The bush jackets came complete with little loops on top of the left chest pocket for slotting in the black and white name tags public servants were forced to wear on official duty. The loops were a special addition by Uncle which saved the jacket from any damage made by the name tag pins: a simple, yet effective innovation in my father’s eyes. Peter Tailor could do no wrong after that.
Of course, I didn’t get my own mini-bush jacket. I was too small then and in hindsight, it was probably a good thing. I wouldn’t have liked looking like a young, Asian Idi Amin anyway!
Eventually, when I was in secondary school, I finally got my chance of getting a piece tailor-made luxury from Peter Tailor although at that stage, being a rebellious teenager, I had my own ideas on coolness. I wanted what the other cool kids at school had: tailor-made school trousers in the so-called “GQ” style.
GQ trousers were a type of bell-bottom design with folded hems but without being tight on the thighs. The bigger the cuffs, the better. Pleats, normally double pleats or jeans-style front pockets were also a recommended option. A sort of MC Hammer meets the Bee Gees design with a touch of Miami Vice (the old TV series, not the 2006 movie). Thank God, that phase of my life is now well and truly over!
As I went to school in Kuala Lumpur, it was not only important that I had trousers in the correct design it was equally important that I got the trousers in the right places (Jun Saito and another place I just can’t remember the name of, was THE place to go). Drab old Peter Tailor just wouldn’t do.
Unsurprisingly, my father would have none of that. Either I had trousers made by Uncle or I was to wear standard government-issue trousers sold at the Globe Silk Store. Peter Tailor being the lesser of two evils was my only option. I could wear Globe Silk Store clothes but I would be forever condemned to geekdom for the rest of my teenage life. It was that bad.
I remember having countless arguments with Uncle and my father as to the design of my trousers. There was just no way that I was going with fashion advice from two men who still think that Engelbert Humperdinck is the definition of cool. No way!
I even went as far as to bribe one of Uncle’s assistants (with some Teh Tarik or Air Mata Kucing) so that he’d agree to increase the size of the trousers’ cuffs.
Why you want trousers like that, boy? You work as a street sweeper for DBKL, ah?
Uncle was referring to the enlarged cuffs and the impractical “sweeping” effect it would have.

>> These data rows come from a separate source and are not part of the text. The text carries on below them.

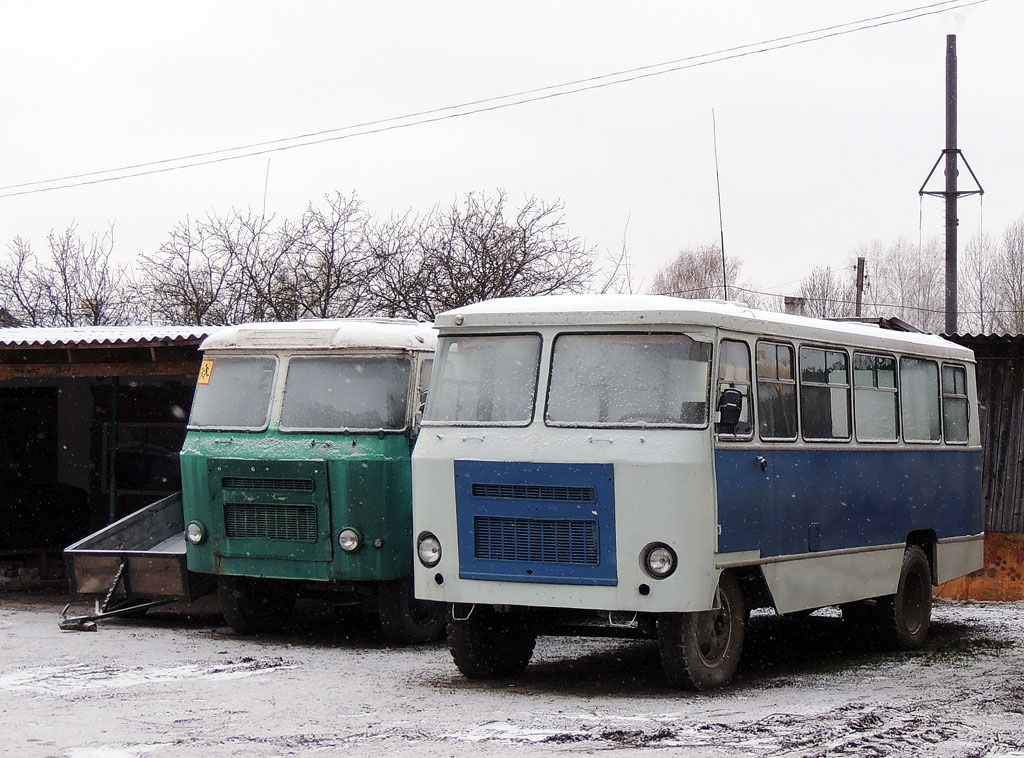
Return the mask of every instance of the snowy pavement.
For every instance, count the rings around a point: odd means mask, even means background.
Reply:
[[[469,681],[358,618],[245,638],[208,605],[61,632],[62,602],[0,595],[2,755],[1024,758],[1024,603],[939,604],[913,654],[827,610],[758,616],[736,680],[695,694],[651,642],[545,637],[521,677]]]

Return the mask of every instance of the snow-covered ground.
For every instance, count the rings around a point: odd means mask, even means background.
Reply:
[[[61,604],[0,595],[0,754],[1024,758],[1024,603],[937,605],[913,654],[826,610],[758,616],[734,683],[701,694],[651,642],[542,638],[521,677],[481,682],[359,619],[255,639],[208,605],[60,632]]]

In the end, as with my father, Uncle came through for me. The trousers I had were a milder, more sublime version than the ones the cool kids wore at school. You could say it was a more mature version of the juvenile design. And, like the name tag loops he did for my father’s bush jackets, Uncle couldn’t resist when it came to pleasing his customers with the smaller things. For my troubles, I had probably one of the first button-fly trousers in the school and probably the whole of Kuala Lumpur!
To me, it was like a pair of school trousers and a pair of Levi’s 501 jeans rolled into one. A pair of trousers which on its own, elevated me into semi-cool status at school. I was one happy teenager and that was all I could have asked for from my father.